One is not bound by a judgment in personam in a litigation in which he is not designated as a party or to which he has not been made a party by service of process. A judgment rendered in such circumstances is not entitled to the full faith and credit which the Constitution and statute of the United States, and judicial action enforcing it against the person or property of the absent party is not that due process which the Fifth and Fourteenth Amendments require. To these general rules there is a recognized exception that, to an extent not precisely defined by judicial opinion, the judgment in a "class" or "representative" suit, to which some members of the class are parties, may bind members of the class or those represented who were not made parties to it.
Respondents brought suit to enjoin a breach of an agreement restricting the use of an area of land. The agreement stipulated that for a specified period no part of the land should be sold, leased, or occupied by "any person of the colored race" and that the agreement should not be effective unless signed by the owners of 95 percent of the frontage. The United States Supreme Court held that the decree in the earlier suit was not res judicata as to petitioners because in seeking to enforce the agreement in the previous case, plaintiffs were not representing petitioners, whose substantial interest was in resisting performance, and for a court to ascribe to either plaintiffs or defendants the performance of representing petitioners would deny petitioners their due process rights.
Did the state Supreme Court of Illinois deprive petitioners of the due process of law guaranteed by the Fourteenth Amendment by its adjudication that petitioners were bound by a judgment rendered in an earlier litigation to which they were not parties?

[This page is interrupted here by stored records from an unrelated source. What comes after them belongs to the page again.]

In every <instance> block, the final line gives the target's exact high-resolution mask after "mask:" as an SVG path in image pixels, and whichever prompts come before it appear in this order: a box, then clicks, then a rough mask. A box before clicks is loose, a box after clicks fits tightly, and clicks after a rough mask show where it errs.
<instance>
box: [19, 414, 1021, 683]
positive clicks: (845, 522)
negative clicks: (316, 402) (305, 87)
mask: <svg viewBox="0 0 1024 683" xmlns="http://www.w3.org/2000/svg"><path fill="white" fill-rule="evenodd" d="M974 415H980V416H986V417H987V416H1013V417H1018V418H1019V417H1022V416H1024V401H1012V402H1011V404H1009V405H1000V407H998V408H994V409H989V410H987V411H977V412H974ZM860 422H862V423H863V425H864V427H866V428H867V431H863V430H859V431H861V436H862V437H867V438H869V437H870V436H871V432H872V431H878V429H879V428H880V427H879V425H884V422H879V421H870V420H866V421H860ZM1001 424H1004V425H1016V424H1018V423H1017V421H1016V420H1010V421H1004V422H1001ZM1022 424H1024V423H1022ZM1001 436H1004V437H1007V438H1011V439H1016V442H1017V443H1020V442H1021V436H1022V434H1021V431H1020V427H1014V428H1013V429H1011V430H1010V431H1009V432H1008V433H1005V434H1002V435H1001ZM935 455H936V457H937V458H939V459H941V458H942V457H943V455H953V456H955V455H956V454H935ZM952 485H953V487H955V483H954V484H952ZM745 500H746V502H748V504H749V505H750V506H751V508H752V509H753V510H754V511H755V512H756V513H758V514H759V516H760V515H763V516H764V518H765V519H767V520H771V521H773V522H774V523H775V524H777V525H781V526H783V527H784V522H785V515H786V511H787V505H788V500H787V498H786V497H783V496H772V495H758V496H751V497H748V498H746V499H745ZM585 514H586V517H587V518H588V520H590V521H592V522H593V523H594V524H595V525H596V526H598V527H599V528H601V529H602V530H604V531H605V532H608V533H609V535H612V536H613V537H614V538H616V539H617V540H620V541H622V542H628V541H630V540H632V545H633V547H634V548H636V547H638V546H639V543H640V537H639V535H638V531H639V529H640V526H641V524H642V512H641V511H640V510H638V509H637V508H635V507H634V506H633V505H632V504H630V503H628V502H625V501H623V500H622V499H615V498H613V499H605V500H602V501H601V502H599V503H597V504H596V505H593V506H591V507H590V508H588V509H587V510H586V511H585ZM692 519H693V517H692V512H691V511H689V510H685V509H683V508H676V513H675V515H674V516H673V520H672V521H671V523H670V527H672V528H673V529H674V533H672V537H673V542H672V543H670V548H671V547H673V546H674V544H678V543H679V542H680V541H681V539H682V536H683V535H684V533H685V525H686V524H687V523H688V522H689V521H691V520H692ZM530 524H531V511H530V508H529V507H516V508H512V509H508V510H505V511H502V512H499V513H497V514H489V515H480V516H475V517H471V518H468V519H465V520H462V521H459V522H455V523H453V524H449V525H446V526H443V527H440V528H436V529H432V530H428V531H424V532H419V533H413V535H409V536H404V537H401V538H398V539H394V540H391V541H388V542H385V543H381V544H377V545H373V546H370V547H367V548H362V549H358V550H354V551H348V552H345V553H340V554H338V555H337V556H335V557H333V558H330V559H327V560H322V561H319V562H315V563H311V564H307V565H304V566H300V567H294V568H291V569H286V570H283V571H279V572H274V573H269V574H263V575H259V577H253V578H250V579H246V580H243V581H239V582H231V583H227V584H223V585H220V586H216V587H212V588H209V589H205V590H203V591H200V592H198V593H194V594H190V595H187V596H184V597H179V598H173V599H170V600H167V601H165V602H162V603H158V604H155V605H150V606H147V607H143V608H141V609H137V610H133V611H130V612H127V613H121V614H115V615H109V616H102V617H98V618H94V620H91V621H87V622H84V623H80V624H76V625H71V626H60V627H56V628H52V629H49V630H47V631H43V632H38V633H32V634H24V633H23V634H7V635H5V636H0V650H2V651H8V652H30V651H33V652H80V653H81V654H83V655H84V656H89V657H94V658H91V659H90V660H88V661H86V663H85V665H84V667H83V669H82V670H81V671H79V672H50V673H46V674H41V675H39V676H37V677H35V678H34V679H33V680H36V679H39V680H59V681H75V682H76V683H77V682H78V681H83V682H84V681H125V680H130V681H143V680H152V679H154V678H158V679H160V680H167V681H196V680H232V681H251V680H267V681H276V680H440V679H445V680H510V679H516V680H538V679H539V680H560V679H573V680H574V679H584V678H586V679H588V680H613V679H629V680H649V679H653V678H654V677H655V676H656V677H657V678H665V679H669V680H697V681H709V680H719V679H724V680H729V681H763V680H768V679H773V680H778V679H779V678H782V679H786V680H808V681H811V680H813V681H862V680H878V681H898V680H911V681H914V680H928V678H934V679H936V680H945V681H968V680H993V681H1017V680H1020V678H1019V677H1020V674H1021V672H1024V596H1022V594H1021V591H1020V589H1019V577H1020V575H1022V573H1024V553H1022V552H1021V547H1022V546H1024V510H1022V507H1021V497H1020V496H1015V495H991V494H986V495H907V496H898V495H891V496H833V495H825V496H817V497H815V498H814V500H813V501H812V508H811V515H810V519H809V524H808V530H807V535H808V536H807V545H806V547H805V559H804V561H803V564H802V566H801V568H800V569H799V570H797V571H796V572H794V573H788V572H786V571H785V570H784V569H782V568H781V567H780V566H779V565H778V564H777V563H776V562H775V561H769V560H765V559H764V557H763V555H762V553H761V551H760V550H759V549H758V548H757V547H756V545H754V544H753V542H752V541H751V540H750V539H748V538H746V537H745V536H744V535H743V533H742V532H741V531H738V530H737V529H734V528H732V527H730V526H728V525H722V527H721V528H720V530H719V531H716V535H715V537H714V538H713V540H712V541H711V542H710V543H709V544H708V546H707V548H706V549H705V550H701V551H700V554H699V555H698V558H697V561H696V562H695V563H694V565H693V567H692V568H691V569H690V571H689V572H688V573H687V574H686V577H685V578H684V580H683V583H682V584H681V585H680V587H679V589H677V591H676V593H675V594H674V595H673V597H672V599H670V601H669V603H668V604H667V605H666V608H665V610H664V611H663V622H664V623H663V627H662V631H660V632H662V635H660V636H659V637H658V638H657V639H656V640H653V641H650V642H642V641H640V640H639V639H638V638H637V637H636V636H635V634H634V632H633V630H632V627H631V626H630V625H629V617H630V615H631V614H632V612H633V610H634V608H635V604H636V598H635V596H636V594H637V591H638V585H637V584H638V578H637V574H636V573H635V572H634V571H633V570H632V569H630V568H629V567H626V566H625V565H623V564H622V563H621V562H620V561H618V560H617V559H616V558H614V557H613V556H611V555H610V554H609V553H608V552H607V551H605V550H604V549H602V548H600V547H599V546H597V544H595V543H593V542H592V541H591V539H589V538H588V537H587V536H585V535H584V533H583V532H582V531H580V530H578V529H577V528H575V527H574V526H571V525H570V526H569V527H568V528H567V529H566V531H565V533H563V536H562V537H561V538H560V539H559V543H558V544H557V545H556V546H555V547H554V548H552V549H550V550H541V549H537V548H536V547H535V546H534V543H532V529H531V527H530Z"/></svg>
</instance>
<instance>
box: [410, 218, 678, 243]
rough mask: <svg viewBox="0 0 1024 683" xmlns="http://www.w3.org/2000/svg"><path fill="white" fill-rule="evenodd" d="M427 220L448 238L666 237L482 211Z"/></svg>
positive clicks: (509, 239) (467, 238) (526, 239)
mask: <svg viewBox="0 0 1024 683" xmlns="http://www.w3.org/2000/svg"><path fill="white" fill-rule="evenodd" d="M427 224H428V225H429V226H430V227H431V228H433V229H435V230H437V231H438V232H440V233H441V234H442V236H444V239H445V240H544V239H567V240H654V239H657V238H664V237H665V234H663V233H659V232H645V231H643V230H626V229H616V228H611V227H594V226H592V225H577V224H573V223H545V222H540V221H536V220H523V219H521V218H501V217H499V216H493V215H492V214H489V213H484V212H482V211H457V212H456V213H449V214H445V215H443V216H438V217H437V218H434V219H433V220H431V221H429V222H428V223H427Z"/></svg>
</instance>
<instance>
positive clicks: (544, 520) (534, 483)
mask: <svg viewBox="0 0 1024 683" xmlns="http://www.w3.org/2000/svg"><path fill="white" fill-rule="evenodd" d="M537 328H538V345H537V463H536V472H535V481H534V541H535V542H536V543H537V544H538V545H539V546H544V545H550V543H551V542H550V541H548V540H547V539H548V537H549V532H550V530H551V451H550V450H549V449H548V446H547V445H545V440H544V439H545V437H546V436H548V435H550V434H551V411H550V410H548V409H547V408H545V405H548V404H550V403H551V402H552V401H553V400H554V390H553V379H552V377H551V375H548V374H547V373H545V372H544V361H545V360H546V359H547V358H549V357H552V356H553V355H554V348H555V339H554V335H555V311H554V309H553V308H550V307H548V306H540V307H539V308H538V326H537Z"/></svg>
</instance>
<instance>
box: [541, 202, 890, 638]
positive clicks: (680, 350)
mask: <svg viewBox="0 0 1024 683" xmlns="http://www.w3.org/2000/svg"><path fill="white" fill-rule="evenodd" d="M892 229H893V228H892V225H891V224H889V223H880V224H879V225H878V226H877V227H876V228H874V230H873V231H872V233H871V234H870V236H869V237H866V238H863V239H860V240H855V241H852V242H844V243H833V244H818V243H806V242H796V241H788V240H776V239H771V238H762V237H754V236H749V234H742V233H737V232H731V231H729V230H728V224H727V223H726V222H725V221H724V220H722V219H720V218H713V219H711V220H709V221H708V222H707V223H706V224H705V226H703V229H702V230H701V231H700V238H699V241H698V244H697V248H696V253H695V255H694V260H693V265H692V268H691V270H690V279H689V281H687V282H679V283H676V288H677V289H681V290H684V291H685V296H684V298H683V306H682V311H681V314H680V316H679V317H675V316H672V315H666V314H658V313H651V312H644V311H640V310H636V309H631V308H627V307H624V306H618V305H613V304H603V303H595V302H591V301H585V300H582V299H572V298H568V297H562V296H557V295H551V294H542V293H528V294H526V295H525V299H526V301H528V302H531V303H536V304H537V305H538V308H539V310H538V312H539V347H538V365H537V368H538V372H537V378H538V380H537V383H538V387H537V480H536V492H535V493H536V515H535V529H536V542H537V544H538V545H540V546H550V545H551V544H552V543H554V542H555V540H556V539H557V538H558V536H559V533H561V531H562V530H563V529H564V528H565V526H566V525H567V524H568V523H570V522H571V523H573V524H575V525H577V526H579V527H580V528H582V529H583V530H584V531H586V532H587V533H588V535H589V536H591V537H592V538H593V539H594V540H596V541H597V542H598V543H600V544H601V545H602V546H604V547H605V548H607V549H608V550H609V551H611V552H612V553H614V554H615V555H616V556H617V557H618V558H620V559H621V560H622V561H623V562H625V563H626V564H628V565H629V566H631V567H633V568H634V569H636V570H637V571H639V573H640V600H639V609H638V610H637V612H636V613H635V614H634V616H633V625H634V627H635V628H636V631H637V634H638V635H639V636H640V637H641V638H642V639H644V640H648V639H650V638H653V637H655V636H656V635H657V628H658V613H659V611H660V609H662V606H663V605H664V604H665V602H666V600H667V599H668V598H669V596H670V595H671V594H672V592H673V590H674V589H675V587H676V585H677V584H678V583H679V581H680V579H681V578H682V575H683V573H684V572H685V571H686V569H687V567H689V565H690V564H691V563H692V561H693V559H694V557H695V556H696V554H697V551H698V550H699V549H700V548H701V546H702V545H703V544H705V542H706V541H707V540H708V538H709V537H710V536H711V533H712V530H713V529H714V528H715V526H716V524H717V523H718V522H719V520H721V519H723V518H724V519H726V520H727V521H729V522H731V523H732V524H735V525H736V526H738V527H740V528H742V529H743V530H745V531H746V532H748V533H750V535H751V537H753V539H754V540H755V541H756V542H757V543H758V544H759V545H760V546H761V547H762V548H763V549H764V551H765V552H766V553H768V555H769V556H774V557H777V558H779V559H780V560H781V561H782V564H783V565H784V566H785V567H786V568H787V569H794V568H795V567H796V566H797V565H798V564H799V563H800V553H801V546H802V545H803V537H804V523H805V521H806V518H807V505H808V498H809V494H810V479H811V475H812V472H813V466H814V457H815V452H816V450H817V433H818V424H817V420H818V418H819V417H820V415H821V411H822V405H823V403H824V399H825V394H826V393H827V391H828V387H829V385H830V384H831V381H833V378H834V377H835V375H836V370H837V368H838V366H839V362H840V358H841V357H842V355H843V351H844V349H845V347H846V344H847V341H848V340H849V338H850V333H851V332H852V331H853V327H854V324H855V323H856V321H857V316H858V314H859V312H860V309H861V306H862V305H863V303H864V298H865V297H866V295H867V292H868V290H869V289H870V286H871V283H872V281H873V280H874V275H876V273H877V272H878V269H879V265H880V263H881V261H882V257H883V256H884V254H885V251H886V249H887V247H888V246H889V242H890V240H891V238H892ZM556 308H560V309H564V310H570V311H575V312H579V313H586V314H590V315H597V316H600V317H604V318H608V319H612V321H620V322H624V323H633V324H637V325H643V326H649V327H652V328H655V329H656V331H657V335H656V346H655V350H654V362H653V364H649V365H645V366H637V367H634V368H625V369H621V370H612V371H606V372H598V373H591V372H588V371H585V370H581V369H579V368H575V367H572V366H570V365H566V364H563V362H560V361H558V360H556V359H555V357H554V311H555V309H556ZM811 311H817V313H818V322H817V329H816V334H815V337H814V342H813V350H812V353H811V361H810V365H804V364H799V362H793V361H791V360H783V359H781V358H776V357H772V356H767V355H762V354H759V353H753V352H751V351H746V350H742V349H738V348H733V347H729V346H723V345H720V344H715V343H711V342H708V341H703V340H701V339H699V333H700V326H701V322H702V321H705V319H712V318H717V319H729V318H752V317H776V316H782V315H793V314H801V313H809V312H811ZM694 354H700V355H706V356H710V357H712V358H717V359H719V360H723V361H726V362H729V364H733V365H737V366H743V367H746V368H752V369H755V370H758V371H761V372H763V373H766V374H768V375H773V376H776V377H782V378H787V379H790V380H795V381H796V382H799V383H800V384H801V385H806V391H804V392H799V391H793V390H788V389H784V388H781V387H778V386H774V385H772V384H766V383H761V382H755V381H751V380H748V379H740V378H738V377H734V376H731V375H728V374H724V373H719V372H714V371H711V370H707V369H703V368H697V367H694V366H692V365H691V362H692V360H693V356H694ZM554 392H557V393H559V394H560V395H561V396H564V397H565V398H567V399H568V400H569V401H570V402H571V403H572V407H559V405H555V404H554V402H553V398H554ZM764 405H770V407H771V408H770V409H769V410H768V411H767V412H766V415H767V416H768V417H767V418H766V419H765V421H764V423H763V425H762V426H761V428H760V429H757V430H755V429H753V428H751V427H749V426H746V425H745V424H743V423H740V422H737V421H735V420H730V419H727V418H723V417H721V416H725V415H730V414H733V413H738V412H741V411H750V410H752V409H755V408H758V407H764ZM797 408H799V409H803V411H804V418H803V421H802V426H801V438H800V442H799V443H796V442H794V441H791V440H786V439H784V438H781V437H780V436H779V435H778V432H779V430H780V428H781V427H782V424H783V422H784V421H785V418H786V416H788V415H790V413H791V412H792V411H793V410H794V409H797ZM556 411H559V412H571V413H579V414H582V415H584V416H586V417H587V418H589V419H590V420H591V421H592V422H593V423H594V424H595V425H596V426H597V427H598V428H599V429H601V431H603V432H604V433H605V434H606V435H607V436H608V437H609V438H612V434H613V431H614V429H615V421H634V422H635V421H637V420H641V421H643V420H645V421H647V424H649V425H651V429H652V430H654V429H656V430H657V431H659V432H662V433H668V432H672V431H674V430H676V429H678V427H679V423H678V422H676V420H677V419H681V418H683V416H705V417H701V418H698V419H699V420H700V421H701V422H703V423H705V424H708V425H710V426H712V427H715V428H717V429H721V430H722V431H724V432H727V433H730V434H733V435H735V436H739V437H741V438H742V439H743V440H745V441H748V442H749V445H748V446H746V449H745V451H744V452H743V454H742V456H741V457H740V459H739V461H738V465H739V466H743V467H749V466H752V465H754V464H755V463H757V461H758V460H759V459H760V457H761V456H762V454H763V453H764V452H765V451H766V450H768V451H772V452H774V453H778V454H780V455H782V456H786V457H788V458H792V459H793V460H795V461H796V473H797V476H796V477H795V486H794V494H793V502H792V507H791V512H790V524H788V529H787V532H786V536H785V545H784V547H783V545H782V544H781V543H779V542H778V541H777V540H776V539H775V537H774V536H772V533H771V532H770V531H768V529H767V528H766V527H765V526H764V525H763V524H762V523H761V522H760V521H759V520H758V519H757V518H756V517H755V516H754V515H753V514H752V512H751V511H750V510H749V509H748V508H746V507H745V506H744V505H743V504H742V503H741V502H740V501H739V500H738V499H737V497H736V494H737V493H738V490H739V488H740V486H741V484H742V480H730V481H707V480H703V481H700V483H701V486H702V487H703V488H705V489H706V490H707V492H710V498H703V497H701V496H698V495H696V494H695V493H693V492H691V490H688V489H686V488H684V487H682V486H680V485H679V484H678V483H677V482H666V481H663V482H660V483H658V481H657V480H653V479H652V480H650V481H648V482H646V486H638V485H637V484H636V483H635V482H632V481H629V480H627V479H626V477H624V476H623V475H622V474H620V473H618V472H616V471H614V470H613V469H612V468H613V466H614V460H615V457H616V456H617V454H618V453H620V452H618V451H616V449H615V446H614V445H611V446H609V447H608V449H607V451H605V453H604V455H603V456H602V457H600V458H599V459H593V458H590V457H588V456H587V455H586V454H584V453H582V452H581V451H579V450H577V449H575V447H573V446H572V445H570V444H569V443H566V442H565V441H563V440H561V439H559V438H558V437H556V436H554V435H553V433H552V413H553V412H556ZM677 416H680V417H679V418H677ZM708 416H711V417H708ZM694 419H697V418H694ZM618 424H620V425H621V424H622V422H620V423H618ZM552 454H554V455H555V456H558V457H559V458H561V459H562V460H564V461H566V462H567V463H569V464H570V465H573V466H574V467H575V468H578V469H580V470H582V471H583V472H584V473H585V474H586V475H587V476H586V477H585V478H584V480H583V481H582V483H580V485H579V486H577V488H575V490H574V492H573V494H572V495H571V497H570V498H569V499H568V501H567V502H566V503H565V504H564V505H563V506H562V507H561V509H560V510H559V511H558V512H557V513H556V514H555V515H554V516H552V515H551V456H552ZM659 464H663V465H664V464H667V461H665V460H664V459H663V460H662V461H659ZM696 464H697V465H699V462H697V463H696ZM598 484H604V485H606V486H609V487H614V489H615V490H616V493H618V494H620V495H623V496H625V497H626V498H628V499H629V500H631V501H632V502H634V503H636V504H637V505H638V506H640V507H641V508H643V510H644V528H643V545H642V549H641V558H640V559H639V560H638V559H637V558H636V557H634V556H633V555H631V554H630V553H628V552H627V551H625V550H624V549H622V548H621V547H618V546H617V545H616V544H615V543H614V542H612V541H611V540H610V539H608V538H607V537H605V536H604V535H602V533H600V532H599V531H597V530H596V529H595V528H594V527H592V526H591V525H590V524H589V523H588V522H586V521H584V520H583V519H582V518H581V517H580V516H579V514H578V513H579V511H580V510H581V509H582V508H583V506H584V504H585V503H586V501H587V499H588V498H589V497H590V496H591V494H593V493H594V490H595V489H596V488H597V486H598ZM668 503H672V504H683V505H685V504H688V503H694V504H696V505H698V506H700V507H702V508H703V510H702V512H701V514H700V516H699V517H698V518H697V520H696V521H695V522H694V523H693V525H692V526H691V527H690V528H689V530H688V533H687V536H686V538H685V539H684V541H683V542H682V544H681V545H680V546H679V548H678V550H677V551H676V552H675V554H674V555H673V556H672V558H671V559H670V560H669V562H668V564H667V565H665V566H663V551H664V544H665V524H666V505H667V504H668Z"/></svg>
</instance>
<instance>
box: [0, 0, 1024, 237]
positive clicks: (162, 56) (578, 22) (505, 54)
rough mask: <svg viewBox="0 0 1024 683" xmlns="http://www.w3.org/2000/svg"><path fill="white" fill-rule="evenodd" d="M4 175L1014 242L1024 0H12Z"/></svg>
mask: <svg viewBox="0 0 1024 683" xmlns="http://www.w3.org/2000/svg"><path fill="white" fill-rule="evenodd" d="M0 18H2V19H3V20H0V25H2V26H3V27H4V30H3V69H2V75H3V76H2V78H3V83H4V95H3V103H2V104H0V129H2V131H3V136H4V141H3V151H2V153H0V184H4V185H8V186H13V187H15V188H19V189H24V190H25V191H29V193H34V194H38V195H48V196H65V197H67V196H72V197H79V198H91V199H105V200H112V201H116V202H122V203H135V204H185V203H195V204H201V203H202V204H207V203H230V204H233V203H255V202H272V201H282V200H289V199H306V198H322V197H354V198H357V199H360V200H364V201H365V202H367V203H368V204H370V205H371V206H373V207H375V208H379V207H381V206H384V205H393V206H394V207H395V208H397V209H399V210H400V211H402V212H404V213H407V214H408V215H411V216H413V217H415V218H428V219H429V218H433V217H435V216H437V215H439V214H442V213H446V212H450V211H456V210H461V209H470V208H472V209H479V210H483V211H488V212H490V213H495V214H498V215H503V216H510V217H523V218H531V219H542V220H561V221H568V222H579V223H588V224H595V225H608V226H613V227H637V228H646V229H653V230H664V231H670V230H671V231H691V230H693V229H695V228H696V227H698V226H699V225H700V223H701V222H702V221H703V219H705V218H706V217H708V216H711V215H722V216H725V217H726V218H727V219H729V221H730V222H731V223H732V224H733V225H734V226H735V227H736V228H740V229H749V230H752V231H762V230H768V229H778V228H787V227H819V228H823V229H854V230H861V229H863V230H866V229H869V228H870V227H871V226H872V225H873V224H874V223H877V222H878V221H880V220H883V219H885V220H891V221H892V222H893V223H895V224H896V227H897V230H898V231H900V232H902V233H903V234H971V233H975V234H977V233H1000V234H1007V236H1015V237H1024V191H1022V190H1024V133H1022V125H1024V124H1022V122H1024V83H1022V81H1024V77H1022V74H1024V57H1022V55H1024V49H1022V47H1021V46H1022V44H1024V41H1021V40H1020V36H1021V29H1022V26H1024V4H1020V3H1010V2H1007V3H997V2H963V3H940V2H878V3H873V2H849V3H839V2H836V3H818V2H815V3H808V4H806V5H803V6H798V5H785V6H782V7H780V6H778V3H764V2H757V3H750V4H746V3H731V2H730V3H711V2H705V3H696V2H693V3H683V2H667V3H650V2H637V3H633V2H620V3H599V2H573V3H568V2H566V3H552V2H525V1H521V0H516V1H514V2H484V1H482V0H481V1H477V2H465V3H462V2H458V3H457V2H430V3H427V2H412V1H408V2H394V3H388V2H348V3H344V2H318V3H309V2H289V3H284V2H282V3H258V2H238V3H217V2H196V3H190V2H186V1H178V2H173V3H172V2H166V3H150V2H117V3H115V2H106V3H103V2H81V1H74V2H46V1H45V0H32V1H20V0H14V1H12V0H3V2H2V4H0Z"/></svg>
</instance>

Others who were privy to the agreement, but not made parties to the litigation, and whose substantial interest was in resisting performance of the agreement, could not be bound by the decree upon the theory that the suit was a class suit in which they were duly represented. Moreover, it was said that a decree of the state court in a second, similar suit, adjudging such other persons estopped by the former decree as res judicata from defending upon the ground that the condition precedent of the agreement had not been fulfilled, was in violation of the due process clause of the Fourteenth Amendment.